Proofing Tool GUI
V3.0 - ??.???.2016
© 2013-2016 Marco A.G.Pinto and Community Contributors.
Freely distributable and modifiable under the
Apache License
v2.0.
OUTDATED/UNFINISHED MANUAL - REQUIRES A FULL REVISION
WHEN I HAVE THE TIME
Index
1-Introduction
2-Copyright & DISCLAIMER
3-Contacts
4-Thanks
5-How it works
5.1a-Using UTF-8
5.1b-EOL Windows VS Linux
5.1c-Packing the files into Extensions
5.1d-Shortcut keys
5.2-Dictionary
5.2.1-Creating a Dictionary
5.2.2-Editing a Dictionary
5.2.3-How
Suffixes/Prefixes work
5.2.4-What is position and rule
5.2.5-Menus
5.3-Thesaurus
5.3.1-Creating a Thesaurus
5.3.2-Editing a Thesaurus
5.3.3-Menus
5.4-Hyphenation
5.4.1-Creating a
Hyphenation
5.4.2-Editing a
Hyphenation
5.4.3-Menus
5.5-Autocorrect
5.5.1-Creating
an Autocorrect
5.5.2-Editing
an Autocorrect
5.5.3-Menus
6-History
1-Introduction
This program was originally developed to easily
edit the synonyms of OpenOffice and LibreOffice.
Later, I wanted to make it compatible with Firefox and
Thunderbird, after it was possible to edit dictionaries.
I had this idea because I asked to the people in
charge of the pt_PT project, from Minho University in Portugal, what I should do
to suggest synonyms since only suggested words for the Portuguese speller were
shown.
I was told that they didn't know how to add synonyms
yet since the guy in charge of that project left it a long time ago (2006).

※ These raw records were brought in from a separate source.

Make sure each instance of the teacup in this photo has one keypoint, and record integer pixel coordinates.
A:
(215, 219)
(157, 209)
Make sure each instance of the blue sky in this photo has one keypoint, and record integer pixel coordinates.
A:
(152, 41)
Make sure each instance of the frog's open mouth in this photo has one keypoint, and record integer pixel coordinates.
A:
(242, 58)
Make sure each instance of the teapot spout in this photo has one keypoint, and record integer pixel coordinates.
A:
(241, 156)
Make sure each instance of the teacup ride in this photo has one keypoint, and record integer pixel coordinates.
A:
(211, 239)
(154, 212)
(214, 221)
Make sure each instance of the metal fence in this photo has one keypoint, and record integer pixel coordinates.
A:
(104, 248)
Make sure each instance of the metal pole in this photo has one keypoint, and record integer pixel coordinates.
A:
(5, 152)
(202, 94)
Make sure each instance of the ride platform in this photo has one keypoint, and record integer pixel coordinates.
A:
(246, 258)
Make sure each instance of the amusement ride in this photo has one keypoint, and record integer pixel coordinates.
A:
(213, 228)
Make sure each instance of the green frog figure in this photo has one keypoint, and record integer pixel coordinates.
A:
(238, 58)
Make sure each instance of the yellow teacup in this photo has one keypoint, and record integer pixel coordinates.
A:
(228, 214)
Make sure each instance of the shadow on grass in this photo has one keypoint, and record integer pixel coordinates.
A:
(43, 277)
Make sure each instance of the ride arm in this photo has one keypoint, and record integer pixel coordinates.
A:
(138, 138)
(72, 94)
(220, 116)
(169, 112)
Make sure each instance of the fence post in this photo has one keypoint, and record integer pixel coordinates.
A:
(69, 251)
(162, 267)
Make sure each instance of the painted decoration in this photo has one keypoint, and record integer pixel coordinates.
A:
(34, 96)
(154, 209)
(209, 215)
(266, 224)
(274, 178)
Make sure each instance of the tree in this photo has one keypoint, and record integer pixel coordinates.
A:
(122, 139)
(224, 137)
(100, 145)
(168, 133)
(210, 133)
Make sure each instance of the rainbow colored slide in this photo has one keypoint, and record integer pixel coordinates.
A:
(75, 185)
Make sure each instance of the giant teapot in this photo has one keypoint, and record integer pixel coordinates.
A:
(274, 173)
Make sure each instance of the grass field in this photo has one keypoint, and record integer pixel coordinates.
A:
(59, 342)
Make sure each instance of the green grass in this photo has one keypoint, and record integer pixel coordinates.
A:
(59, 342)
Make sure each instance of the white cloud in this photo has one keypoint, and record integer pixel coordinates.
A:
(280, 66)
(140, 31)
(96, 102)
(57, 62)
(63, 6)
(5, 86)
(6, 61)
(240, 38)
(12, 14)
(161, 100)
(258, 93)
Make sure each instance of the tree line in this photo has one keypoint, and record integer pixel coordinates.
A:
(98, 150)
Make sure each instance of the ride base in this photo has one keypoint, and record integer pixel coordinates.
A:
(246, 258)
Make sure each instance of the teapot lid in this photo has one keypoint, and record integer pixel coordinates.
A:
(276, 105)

This is where my idea came from: develop something
easy to use since I tried to check some official tools for the task and I didn't
understand anything on them, not even how to use them.
My tool is so intuitive that even a 6-year-old kid can
use it.
My goal was that in the future someone would use it in Thunderbird and fix the
en_GB speller since it was full of typos and missing words. Since no one
volunteered, I offered myself to take this task on board.

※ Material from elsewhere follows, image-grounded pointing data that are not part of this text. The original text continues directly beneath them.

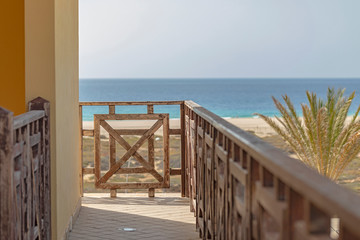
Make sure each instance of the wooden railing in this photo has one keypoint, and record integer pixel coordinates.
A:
(240, 187)
(25, 173)
(114, 136)
(243, 188)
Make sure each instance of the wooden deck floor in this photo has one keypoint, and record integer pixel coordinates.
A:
(166, 216)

On 25.Aug.2013 I released a
"forked" V2.00. In January 2014 my version was
officially implemented in Apache OpenOffice and the same happened with Mozilla
in May 2014. So far, 14'000+ words have been added since I embraced the project.
2-Copyright & DISCLAIMER
This program is copyrighted to Marco A.G.Pinto and
Community Contributors.
It is freely distributable and modifiable under the
Apache License
v2.0.
3-Contacts
(coder)
S.Mail: |
Marco A.G.Pinto
Apartado 3083
2746-501 Queluz
(Portugal)
|
E.Mail: |
marcoagpinto@mail.telepac.pt |
4-Thanks
Some special thanks go to:
Groups/Organisations:
- Apache Community
- LanguageTool Community
- LibreOffice Community
- Mozilla Community
- PureBasic Community
Persons:
- Alberto Simões (Minho University)
- Alexandro Colorado (Apache OpenOffice)
- Andrea Pescetti (Apache OpenOffice)
- Andreas Mantke (LibreOffice)
- Andrew Ferguson (PureBasic)
- António Manuel Dias (former pt_PT maintainer)
- Ashley Scott (PureBasic)
- Bernd Krüger-Knauber (PureBasic)
- Chris Saxon (PureBasic)
- Daniel Naber (LanguageTool)
- Filiep Spyckerelle (European Parliament)

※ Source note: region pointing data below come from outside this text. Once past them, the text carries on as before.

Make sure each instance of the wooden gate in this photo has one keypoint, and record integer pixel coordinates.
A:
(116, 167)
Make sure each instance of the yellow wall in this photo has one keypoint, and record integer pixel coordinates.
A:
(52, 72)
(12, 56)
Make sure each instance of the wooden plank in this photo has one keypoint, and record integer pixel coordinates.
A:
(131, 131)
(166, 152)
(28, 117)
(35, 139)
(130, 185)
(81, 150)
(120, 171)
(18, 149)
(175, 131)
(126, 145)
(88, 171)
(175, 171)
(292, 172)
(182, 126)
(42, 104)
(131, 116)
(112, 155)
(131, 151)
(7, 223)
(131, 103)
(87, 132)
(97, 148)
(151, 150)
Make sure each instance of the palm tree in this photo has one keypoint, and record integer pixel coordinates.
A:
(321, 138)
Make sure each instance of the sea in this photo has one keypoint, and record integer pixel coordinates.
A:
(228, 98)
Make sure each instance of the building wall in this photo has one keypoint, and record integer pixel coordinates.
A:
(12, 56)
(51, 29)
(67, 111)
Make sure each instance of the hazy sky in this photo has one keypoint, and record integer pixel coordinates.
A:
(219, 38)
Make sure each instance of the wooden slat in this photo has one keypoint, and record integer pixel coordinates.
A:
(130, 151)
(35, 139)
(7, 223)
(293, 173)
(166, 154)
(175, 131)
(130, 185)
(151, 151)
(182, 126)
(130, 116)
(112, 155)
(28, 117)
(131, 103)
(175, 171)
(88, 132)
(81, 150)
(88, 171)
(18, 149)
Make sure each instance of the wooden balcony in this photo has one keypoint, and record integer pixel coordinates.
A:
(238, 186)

- Frédéric Laboureur (PureBasic)
- Gervase Markham (Mozilla)
- Guy Waterval (Apache OpenOffice)
- Heinz Urban (PureBasic)
- Ian Neal (Mozilla)
- Jonathan Kew (Mozilla)
- José Almeida (Minho University)
- Kevin Scannell (Mozilla)
- Martin Srebotnjak (LanguageTool)
- Matthias Mailänder (LanguageTool)
- Pedro Marques (IADE - Creative University)
- Peter Chamberlin (Mozilla)
- Ricardo Palomares Martínez (Apache OpenOffice)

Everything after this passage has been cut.